Why do we need this feature?
To avoid a race condition.
Who is this feature for?
IAM
Which issue(s) does this PR fix?:
Fixes #
Special notes for your reviewer:
Please check that:
Release notice breaking change
We're adding a validation between the response of the ID token HD parameter and the list of allowed domains as an extra layer of security. In the event that the HD parameter doesn't match the list of allowed domains, we're denying access to Grafana.

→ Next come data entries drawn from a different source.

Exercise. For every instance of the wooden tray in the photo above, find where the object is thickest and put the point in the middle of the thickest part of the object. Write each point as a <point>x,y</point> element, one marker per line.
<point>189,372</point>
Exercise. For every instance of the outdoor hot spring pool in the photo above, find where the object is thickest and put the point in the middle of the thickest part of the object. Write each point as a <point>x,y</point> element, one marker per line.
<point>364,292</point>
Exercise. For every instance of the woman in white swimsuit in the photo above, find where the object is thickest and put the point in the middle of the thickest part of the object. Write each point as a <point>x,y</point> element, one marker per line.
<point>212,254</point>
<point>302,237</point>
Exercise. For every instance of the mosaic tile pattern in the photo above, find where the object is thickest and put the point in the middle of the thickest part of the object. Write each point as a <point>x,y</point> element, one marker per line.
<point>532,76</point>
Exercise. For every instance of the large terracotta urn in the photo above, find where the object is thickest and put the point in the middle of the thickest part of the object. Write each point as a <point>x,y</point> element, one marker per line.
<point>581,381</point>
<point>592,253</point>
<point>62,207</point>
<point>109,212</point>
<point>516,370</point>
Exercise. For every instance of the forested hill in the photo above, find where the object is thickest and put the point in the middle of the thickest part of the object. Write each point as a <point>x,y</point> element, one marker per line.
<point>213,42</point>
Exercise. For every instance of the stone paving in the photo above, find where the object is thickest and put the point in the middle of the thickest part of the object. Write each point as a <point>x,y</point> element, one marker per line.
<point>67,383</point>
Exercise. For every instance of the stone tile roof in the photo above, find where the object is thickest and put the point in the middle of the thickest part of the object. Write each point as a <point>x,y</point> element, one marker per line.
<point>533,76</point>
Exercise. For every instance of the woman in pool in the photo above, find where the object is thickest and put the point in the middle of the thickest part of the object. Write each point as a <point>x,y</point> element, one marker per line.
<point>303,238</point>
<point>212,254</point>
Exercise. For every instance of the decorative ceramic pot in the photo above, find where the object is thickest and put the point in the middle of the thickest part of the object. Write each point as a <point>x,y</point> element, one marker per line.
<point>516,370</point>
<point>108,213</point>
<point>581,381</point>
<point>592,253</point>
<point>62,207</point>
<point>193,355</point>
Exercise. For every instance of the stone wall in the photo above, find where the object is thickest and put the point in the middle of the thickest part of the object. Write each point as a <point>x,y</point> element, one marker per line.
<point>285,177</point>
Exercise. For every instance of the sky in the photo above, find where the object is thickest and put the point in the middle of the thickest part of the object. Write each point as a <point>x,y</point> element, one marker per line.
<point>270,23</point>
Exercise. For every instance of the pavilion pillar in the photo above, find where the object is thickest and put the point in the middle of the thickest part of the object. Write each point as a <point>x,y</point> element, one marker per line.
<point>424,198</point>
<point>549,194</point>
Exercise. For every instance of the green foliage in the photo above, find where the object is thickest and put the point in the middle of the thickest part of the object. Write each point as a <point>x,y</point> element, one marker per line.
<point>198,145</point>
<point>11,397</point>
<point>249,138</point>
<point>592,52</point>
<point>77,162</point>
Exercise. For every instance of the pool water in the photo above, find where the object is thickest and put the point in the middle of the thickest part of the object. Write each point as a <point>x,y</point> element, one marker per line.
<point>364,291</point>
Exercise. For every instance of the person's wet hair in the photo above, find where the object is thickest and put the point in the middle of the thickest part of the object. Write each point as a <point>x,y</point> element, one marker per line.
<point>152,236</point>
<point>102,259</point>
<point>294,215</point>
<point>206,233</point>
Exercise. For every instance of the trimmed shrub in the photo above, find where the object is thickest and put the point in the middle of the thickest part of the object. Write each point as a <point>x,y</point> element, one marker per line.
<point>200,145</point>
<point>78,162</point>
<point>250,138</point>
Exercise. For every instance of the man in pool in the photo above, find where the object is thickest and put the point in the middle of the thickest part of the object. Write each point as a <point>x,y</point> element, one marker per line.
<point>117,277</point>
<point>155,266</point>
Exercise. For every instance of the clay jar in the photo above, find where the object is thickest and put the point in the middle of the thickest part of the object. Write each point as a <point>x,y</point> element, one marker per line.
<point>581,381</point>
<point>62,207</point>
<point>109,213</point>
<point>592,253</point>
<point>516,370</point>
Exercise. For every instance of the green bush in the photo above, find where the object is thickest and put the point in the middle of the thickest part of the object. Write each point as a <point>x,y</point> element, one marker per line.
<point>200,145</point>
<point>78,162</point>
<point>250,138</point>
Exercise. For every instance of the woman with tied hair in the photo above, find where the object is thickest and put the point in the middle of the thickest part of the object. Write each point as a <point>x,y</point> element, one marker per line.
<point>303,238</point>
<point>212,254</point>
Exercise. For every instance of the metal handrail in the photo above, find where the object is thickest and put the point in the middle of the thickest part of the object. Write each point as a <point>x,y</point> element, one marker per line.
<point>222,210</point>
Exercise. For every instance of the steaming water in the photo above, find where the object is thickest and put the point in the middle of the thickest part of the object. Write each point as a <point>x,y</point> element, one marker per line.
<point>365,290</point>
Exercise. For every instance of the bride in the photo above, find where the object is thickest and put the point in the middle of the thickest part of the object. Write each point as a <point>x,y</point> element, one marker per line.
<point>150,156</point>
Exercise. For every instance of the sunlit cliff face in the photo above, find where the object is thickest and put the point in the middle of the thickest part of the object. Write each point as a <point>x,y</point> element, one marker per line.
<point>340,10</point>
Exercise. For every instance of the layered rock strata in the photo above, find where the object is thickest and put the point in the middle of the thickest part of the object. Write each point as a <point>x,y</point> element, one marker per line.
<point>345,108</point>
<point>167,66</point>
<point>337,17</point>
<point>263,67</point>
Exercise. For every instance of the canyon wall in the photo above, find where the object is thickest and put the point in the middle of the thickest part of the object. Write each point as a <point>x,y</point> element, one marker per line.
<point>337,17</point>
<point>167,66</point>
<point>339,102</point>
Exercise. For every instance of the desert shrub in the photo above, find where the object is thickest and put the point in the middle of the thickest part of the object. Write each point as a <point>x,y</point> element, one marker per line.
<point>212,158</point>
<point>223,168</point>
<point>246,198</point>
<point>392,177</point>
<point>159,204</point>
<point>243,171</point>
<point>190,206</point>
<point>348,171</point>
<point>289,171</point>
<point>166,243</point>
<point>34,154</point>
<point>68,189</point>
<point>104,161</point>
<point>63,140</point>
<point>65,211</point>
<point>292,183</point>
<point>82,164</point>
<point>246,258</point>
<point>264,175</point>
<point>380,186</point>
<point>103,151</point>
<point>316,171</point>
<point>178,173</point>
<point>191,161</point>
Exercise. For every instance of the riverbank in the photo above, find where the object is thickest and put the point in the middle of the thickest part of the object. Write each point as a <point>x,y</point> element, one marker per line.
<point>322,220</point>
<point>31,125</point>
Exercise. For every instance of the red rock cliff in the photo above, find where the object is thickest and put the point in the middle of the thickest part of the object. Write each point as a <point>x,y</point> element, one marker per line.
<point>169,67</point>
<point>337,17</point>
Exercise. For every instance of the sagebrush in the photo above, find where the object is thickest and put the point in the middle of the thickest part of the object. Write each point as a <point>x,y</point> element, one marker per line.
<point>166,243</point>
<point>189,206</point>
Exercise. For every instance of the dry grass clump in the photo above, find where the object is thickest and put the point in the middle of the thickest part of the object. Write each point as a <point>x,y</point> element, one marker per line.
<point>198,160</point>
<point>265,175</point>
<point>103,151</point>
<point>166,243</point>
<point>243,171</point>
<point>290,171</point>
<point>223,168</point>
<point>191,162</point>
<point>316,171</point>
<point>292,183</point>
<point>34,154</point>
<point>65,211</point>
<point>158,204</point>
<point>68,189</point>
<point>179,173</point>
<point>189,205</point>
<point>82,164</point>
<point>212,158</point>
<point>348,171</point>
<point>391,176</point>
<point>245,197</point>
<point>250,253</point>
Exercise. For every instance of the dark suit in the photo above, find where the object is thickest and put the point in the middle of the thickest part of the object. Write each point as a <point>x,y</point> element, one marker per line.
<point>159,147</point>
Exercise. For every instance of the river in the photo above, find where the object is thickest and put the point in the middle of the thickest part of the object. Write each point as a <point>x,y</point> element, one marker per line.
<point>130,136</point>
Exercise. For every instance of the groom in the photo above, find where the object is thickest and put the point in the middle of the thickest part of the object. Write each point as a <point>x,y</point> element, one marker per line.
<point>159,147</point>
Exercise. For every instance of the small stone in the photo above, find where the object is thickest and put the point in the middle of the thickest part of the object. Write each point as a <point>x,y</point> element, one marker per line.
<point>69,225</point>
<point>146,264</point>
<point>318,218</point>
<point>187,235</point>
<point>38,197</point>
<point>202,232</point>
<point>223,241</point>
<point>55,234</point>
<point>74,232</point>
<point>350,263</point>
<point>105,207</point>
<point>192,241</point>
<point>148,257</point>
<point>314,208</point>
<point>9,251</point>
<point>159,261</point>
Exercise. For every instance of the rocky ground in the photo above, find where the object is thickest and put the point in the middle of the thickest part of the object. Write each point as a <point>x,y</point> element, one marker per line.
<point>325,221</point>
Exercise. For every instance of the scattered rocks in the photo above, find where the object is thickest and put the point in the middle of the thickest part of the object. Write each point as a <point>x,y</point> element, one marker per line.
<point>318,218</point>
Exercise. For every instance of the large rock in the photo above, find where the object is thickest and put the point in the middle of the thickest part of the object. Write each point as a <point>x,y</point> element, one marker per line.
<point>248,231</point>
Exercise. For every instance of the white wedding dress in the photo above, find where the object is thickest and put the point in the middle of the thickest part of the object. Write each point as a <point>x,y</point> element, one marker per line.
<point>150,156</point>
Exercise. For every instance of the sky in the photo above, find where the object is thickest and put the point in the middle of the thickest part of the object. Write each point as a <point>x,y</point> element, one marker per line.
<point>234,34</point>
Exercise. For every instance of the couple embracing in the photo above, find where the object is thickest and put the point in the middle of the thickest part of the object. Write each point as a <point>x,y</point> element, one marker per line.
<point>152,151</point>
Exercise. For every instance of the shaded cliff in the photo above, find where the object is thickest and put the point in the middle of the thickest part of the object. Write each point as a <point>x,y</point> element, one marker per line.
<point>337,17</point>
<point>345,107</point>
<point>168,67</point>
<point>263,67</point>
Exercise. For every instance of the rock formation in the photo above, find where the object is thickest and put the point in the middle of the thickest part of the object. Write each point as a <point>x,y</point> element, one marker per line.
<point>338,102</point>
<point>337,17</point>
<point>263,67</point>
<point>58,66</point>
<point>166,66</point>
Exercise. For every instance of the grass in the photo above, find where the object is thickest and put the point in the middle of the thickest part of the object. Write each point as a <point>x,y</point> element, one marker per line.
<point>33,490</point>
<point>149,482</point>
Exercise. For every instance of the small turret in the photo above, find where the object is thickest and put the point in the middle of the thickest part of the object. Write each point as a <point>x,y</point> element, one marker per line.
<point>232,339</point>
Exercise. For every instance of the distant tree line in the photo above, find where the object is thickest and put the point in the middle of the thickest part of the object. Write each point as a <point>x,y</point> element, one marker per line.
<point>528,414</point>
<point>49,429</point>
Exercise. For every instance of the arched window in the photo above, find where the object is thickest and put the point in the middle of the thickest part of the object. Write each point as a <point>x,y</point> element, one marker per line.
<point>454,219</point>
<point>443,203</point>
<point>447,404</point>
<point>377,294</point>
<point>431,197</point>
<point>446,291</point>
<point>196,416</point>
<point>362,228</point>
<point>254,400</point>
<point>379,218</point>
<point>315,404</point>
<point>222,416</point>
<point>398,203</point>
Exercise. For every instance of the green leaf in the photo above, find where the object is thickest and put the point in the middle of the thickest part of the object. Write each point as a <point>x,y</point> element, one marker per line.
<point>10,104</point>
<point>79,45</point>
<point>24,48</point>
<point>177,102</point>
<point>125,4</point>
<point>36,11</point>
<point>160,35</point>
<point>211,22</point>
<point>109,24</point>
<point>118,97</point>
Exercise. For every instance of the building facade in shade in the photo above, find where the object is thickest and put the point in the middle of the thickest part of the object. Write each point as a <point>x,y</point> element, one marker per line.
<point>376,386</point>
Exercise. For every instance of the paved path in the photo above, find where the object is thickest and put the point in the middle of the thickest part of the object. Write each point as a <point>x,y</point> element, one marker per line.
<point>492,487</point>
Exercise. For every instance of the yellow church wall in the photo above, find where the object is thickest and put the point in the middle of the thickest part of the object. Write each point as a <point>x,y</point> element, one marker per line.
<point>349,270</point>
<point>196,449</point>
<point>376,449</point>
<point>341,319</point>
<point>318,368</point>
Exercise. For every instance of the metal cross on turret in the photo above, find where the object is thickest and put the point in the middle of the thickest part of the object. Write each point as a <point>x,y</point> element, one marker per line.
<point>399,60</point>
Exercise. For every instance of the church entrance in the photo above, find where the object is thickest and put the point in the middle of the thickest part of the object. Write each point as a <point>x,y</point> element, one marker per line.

If you set Google OAuth configuration using
api_url,
you might be using the legacy implementation of OAuth, which doesn't have the HD parameter describing the organisation the approved token comes from. This could break your login flow.This feature can be turned off through the configuration toggle
validate_hd
. Anyone using the legacy Google OAuth configuration should turn off this validation if the ID Token response doesn't have the HD parameter.